Life as I See It

Life as I See It
Me and my beautiful wife to be, Cynthia

Friday, July 10, 2015

Measured Time

The events of this past week have caused me to think about my own mortality. A dear friend battling cancer for 2 years was suddenly told there is no hope. Then hospice was called in. They watched her pass today.  I think that happens when we are faced with death on any level but especially when the person was close to our age. We have all been given a measured amount of time to live. We will all personally face death. It's not a subject we like to dwell on or even talk about.

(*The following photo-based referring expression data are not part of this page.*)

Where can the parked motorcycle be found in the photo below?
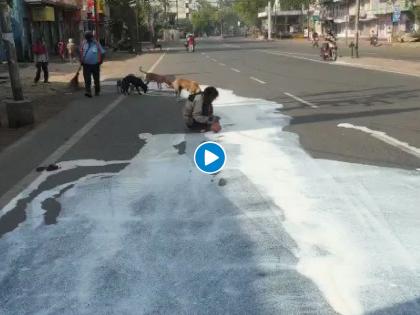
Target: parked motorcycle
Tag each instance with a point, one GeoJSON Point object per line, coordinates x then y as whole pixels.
{"type": "Point", "coordinates": [315, 40]}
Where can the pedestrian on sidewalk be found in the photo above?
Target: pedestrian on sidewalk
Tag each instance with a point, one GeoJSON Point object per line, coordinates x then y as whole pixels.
{"type": "Point", "coordinates": [71, 50]}
{"type": "Point", "coordinates": [389, 33]}
{"type": "Point", "coordinates": [91, 58]}
{"type": "Point", "coordinates": [40, 52]}
{"type": "Point", "coordinates": [198, 111]}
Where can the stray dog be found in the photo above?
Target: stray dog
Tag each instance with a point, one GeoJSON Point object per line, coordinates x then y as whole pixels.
{"type": "Point", "coordinates": [184, 84]}
{"type": "Point", "coordinates": [131, 80]}
{"type": "Point", "coordinates": [159, 79]}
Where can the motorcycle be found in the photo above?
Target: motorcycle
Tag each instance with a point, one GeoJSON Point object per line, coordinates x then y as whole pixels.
{"type": "Point", "coordinates": [329, 51]}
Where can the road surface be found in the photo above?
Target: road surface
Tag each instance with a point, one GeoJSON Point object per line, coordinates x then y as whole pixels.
{"type": "Point", "coordinates": [315, 212]}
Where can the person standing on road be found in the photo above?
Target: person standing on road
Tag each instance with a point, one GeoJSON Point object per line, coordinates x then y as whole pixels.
{"type": "Point", "coordinates": [198, 111]}
{"type": "Point", "coordinates": [91, 58]}
{"type": "Point", "coordinates": [41, 60]}
{"type": "Point", "coordinates": [389, 33]}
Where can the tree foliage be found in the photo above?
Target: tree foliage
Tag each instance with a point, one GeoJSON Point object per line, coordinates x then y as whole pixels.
{"type": "Point", "coordinates": [248, 10]}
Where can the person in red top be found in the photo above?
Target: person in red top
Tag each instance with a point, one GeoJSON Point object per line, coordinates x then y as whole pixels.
{"type": "Point", "coordinates": [191, 42]}
{"type": "Point", "coordinates": [41, 60]}
{"type": "Point", "coordinates": [61, 49]}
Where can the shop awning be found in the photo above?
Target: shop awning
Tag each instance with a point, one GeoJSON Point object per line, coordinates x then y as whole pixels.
{"type": "Point", "coordinates": [71, 4]}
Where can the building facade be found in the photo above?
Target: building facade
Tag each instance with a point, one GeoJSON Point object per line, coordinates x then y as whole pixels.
{"type": "Point", "coordinates": [381, 17]}
{"type": "Point", "coordinates": [55, 20]}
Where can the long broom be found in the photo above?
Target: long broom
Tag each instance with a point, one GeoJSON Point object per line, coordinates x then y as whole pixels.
{"type": "Point", "coordinates": [74, 82]}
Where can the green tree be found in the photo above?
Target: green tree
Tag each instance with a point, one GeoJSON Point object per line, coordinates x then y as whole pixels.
{"type": "Point", "coordinates": [205, 18]}
{"type": "Point", "coordinates": [248, 10]}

   I look back on all the loved ones that have passed on in my life. It has touched me personally and left its mark on my life.  I can still remember those days like they were yesterday. My brother passed in 1984 and the call my mom took that day is still fresh on my mind. I should have been on the job that day. I was working 2 jobs at the time and had gotten home late so my dad didn't wake me. He let me sleep in. My brother was in a tragic life ending accident that day on the job. I should have been there but an all knowing God knew my brother's time was up and didn't want me to witness the accident first hand. I would have been scarred for life. 

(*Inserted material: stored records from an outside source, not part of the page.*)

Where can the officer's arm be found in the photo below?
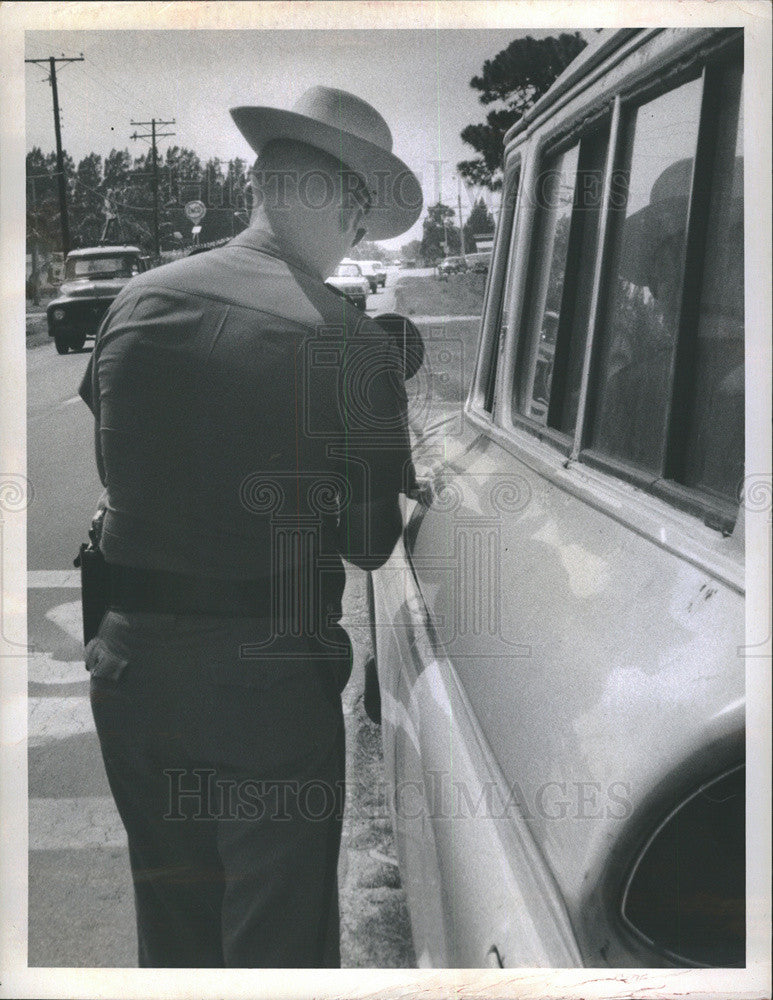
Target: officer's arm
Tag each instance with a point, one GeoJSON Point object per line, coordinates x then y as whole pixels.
{"type": "Point", "coordinates": [368, 532]}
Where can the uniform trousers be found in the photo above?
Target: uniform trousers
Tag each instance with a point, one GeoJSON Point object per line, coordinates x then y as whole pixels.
{"type": "Point", "coordinates": [224, 751]}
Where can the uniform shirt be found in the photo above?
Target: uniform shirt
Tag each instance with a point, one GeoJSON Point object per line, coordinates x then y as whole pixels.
{"type": "Point", "coordinates": [240, 405]}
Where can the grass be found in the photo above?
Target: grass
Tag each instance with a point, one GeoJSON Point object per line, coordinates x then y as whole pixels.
{"type": "Point", "coordinates": [460, 295]}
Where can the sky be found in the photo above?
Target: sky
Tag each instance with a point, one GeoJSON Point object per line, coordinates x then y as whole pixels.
{"type": "Point", "coordinates": [417, 79]}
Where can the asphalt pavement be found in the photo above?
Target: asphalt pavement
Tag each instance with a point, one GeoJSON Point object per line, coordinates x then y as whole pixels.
{"type": "Point", "coordinates": [80, 893]}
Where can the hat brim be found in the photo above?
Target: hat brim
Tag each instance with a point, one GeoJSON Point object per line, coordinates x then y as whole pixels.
{"type": "Point", "coordinates": [395, 189]}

     My mom died a slow death from cancer it took its toll from the inside out. I watched her slowly fade away each day until she had nothing left to give. I saw the empty look in her eyes as life left her body and its something I will never forget.  It's hard to get that image out of your mind. Someone so alive and vivacious at one time reduced to a lifeless body.
     Yes we are all living on measured time. We will face the reality that comes with death. The one thing that gives us hope is that this isn't the end.  As sad as it gets to say goodbye to that loved one its great to know if they are a born again Christian we will meet again. I miss mama and big bro every day.  The here and now is tough. Facing every day without the loved one is hard to say the least. They say time heals all wounds and that may be true. I have only got so much time and the pain is still really real sometimes.

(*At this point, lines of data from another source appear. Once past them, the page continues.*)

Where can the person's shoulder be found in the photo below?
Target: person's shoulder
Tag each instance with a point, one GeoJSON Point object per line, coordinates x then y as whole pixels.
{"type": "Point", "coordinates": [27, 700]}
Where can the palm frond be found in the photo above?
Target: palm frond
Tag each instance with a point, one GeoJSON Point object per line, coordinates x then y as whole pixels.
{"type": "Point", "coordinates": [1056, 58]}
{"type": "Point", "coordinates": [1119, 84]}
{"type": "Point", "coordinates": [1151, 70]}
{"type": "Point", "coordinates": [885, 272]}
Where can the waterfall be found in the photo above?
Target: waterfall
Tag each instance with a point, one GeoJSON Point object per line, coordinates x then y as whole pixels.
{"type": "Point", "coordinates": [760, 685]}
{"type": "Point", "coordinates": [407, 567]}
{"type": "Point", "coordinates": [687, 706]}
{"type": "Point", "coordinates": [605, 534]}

    I honestly think that the thing that concerns us the most is the uncertainty. Yes our time is measured but we as humans, have no clue when that time is up. We would like to think maybe in our 90's but even then its still a short life. I read stories in the old testament growing up. There were men who lived over 900 years. That's a lot of living. What kind of accomplishments could you have done in that amount of time Can you imagine some of those conversations? Hey Methuselah, do you remember 200 years ago you borrowed my goat to mow your lawn. I need it back. Uh Moses your goat died a hundred years ago. I tried to find you but somebody said you were wandering around the wilderness for the last 40 years.  And think about those wedding vows. Talk about commitment. What precious metal says happy 800th anniversary?  The point is we are all given a measured amount of time. Some have a long life and some are short. What is the secret to long life? The Bible says to honor your parents. We all have a set amount of days to live.  We can either live in fear and dread, loathing that dark day.....or we can make every day count. We can make sure that everyone around us  knows they are loved. We can help those in need. We can live our lives so that others can see Christ in us.  We can make sure we are prayed up so that when the time comes and our measuring cup is emptied out , we can be proud knowing we left a legacy and without a doubt we were a positive example for the younger generation to follow. As the family lays a dear friend to rest this next week and everyone says their tearful goodbyes. Be comforted that she was a child of God. We will see her again. Know that she had a positive influence in this world she touched a lot of people in a positive way. She gave of herself and was dearly loved in return. In our measured relatively short lives that is the best you can hope for.